Un jour qu’il se promenait dans les bois, Pandou aperçut un cerf qui s’adonnait aux plaisirs de la chair avec sa femelle. Il transperça les deux bêtes de cinq flèches chacune. Or, le mâle se trouvait être en réalité un sage ayant emprunté cette forme afin de se divertir avec sa compagne. Transpercé par les flèches de Pandou, le cerf tomba au sol, gémissant tel un être humain. Il adressa alors la parole à Pandou:

Pandou transperce de ses flèches l’ascète Kindama
Artiste inconnu (1800-1815)

— Ô roi, même le plus bas d’entre les hommes n’agirait pas comme tu l’as fait. Pourquoi m’avoir transpercé de tes flèches alors que je me divertissais avec mon épouse?

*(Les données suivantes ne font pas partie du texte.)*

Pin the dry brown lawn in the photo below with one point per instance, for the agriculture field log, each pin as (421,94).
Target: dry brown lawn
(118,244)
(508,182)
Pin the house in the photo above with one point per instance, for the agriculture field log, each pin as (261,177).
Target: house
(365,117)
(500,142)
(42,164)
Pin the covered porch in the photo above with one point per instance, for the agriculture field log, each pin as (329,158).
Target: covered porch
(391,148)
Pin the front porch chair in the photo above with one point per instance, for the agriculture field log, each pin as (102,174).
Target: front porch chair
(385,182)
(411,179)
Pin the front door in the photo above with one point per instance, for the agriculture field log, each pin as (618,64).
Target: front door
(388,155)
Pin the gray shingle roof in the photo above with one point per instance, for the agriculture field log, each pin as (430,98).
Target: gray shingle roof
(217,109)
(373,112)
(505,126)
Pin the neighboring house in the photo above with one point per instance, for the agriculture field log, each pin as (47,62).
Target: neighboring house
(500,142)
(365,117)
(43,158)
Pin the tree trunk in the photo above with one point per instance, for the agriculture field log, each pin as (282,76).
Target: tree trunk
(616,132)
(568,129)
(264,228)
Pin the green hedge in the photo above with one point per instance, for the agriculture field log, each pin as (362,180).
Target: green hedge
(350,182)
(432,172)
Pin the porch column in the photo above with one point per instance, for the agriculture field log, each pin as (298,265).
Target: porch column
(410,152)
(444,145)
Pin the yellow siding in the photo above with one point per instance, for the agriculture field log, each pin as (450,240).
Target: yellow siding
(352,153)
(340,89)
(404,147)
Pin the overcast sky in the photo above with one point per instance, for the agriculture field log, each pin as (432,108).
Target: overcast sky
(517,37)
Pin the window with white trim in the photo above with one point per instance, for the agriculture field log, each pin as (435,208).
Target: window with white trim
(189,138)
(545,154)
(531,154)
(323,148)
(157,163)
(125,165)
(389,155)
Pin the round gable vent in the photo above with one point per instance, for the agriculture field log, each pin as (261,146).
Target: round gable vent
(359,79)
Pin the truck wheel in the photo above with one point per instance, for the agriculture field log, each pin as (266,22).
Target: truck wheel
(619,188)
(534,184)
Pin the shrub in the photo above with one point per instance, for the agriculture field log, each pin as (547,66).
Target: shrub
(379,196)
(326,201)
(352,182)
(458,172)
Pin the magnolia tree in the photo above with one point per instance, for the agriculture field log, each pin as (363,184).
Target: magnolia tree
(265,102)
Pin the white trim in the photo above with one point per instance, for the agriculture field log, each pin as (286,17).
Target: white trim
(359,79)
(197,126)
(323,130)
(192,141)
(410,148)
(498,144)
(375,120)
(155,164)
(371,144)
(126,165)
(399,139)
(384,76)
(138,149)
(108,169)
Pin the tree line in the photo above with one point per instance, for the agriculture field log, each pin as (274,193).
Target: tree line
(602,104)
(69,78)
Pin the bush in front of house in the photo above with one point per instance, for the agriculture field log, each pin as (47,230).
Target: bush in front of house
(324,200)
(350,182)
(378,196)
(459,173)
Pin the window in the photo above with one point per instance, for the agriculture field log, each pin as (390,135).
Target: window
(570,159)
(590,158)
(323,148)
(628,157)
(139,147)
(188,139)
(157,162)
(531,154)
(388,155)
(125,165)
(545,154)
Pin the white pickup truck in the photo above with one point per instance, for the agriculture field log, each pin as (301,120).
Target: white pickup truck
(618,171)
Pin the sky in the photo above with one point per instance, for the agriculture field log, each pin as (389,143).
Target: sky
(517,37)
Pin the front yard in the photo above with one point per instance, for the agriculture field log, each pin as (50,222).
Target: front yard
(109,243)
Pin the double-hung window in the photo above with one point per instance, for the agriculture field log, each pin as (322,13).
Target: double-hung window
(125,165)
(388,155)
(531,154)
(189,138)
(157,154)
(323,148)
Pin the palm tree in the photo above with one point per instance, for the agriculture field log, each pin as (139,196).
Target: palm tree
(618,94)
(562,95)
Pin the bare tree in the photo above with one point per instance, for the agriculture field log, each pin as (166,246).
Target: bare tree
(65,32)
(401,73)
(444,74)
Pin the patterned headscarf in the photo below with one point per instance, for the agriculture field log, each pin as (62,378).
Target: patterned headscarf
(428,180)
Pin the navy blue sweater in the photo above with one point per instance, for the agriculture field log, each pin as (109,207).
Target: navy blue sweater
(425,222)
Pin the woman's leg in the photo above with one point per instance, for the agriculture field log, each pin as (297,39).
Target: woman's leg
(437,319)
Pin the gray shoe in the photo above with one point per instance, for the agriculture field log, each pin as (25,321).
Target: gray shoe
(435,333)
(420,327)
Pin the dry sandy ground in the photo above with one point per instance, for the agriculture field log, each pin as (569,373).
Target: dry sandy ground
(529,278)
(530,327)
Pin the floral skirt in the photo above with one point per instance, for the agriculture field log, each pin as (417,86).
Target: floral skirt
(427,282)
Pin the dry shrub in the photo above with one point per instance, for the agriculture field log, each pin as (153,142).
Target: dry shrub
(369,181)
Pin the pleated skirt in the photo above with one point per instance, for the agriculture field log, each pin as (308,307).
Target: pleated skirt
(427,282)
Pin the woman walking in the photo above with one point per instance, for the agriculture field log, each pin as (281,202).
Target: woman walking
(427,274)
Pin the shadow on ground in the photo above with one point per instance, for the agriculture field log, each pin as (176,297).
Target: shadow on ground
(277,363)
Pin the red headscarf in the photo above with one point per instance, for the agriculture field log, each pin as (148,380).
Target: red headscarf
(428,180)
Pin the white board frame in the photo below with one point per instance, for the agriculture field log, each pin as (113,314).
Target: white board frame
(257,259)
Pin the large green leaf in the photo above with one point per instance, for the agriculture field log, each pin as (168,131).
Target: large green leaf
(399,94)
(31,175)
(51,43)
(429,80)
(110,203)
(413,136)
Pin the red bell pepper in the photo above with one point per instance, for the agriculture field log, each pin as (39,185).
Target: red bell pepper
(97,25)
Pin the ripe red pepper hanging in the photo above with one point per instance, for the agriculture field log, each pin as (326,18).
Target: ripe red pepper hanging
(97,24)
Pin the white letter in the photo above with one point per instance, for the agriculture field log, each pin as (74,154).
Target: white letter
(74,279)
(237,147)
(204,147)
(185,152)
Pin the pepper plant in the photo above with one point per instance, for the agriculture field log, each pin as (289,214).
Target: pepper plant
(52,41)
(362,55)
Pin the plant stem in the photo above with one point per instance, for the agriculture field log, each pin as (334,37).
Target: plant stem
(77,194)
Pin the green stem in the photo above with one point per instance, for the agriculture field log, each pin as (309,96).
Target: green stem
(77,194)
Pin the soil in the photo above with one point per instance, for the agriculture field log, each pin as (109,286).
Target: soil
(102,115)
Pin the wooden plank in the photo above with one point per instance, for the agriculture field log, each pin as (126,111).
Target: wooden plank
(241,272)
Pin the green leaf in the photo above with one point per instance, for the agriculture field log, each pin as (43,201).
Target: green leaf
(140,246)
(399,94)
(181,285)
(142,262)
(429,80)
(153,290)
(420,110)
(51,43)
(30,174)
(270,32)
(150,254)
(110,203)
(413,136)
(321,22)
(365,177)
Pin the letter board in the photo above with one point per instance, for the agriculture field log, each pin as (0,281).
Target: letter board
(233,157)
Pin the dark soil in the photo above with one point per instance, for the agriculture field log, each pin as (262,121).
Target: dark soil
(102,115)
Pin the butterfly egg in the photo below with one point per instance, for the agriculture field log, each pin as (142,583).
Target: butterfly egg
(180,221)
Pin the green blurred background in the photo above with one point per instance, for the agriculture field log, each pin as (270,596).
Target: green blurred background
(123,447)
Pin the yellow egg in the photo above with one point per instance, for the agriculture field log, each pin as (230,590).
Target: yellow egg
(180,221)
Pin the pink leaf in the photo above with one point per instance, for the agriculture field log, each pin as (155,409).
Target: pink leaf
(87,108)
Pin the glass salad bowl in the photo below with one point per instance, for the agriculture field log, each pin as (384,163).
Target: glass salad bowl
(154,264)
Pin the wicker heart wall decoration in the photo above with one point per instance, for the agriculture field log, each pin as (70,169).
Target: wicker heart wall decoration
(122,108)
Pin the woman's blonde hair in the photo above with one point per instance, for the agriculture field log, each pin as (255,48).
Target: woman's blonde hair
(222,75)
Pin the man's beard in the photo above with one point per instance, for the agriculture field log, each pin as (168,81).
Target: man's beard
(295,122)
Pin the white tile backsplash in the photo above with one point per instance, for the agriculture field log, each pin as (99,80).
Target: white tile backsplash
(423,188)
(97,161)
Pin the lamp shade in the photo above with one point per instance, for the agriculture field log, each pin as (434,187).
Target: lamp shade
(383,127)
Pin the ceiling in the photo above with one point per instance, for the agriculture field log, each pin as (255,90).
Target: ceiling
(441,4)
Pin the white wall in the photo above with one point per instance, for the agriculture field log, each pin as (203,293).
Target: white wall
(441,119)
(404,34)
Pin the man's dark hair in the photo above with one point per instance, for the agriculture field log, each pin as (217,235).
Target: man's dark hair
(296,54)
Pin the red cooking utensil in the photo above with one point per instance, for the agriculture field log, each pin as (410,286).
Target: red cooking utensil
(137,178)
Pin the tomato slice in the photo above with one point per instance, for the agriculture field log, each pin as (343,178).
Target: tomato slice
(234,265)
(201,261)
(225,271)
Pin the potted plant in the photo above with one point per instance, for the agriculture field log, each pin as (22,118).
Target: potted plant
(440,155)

— Les rois tuent des cerfs aussi naturellement qu’ils déciment les pourfendeurs de la spiritualité, lui répondit Pandou. Ne me reproche pas une faute que j’ai commise par ignorance. Jadis, le sage Agastya tua tous les cerfs de la forêt pour ensuite les offrir en sacrifice aux dévas. Tu as été tué dans le même esprit, car je ne fais que marcher dans les traces des sages. Qu’as-tu à me reprocher?

— Ô roi, je ne te blâme pas d’avoir tué un cerf, ni de m’avoir blessé. Mais tu aurais pu attendre que soit consommée notre union. Je suis un sage du nom de Kindama, et je m’adonnais dans cette forme aux plaisirs de la chair avec ma compagne, car dans la société humaine, ces plaisirs sont restreints.

Tu m’as tué sans savoir que j’étais un brahmana; tu ne seras donc pas tenu coupable d’avoir tué un brahmana. Cependant, tu m’as enlevé la vie pendant ma relation sexuelle, aussi devras-tu connaître le même sort: dès que tu voudras t’unir à ton épouse, la mort te frappera. Tu m’as rendu malheureux pendant que j’étais heureux, et le malheur s’abattra sur toi pendant que tu goûtes au bonheur.

Sur ces paroles, le sage quitta son corps et atteignit les régions célestes, dû à la force de son ascèse.

Pandou renonce au trône

Après la mort du cerf, Pandou et ses épouses se retrouvèrent dans une situation des plus confuses et frustrantes. Pandou s’exclama alors:

— La passion emporte même l’être issu d’une noble famille. Bien que je sois le fils de Vyasadéva, je me suis frivolement adonné à la chasse au cerf dans cette forêt. Comment ai-je pu être aussi stupide? J’emprunterai maintenant la voie du salut. L’obstacle majeur se dressant sur cette voie est le désir de procréer et de jouir du bonheur qui s’y rattache. Je vivrai donc en ermite et accomplirai de sévères austérités afin de maîtriser mes passions. Je me raserai la tête, et je mangerai seulement ce que les arbres ont à m’offrir. Je ne critiquerai plus personne, mais deviendrai plutôt l’ami de tous les êtres vivants.

Le roi demanda alors à tous ses serviteurs de retourner à Hastinapoura et d’informer les citoyens de ce qui venait de se passer. La terrible nouvelle attrista les aînés du palais, mais surtout Dhritarashtra, son frère. Bien que de sang royal, Pandou vécut dès lors comme un sage en parfaite maîtrise de ses sens, et les grands sages de la forêt le traitèrent comme un frère ou un fils.